Quella raccontata qui è la trama di una classica favola: abbiamo l'eroe con la sua missione (liberare e sposare la bella), abbiamo gli aiutanti (i due fratelli) e l'antagonista (Bajo). Quello che manca è lo spessore. I personaggi, delineati attraverso un paio di caratteristiche forti a testa, sembrano solo delle macchiette. Tutto quello che occupa le due ore del film è l'azione, un'azione volutamente caotica e infarcita di gag a dir poco demenziali (porte sbattute in faccia, pugni in testa, clamorose cadute) che, non sostenute da un'adeguata atmosfera, fanno solo pensare ai film di Bud Spencer e Terence Hill. Grandi sparatorie dunque, grandi risse, grandi corse e tribolazioni, tutto teso verso quel finale già scritto in cui l'amore trionferà e si scoprirà che i cattivi non sono poi così cattivi.

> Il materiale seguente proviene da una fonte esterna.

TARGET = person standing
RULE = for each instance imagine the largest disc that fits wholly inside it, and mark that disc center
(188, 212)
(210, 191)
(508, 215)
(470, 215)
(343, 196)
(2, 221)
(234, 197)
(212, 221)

L'impianto c'è, ma rimane vuoto e, mentre con Gatto nero, gatto bianco (che pure adottava lo stesso schema di base) il regista ci trasportava in un mondo bizzarro e meraviglioso, che stupiva e divertiva ad ogni scena, qui non riesce nell'operazione e vediamo solo lo scheletro della storia, senza un contenuto. La sessualità, qui più esplicita che in passato, vorrebbe far sorridere ma perde d'ironia e risulta solo squallida. (La gag del boss Bajo, che ama accoppiarsi con gli animali, può far sorridere la prima volta, con il suo incontro con il tacchino, ma ripetuta e stiracchiata come ogni altro elemento della trama, diventa fiacca e triste. La figura di questo boss impallidisce letteralmente al confronto con l'irresistibile Dadan, re dei gangster gitani in Gatto nero, gatto bianco).
Belle comunque le musiche, curate da Stribor Kusturica, anche se in alcuni punti, usate eccessivamente, diventano un po' ingombranti e snervanti.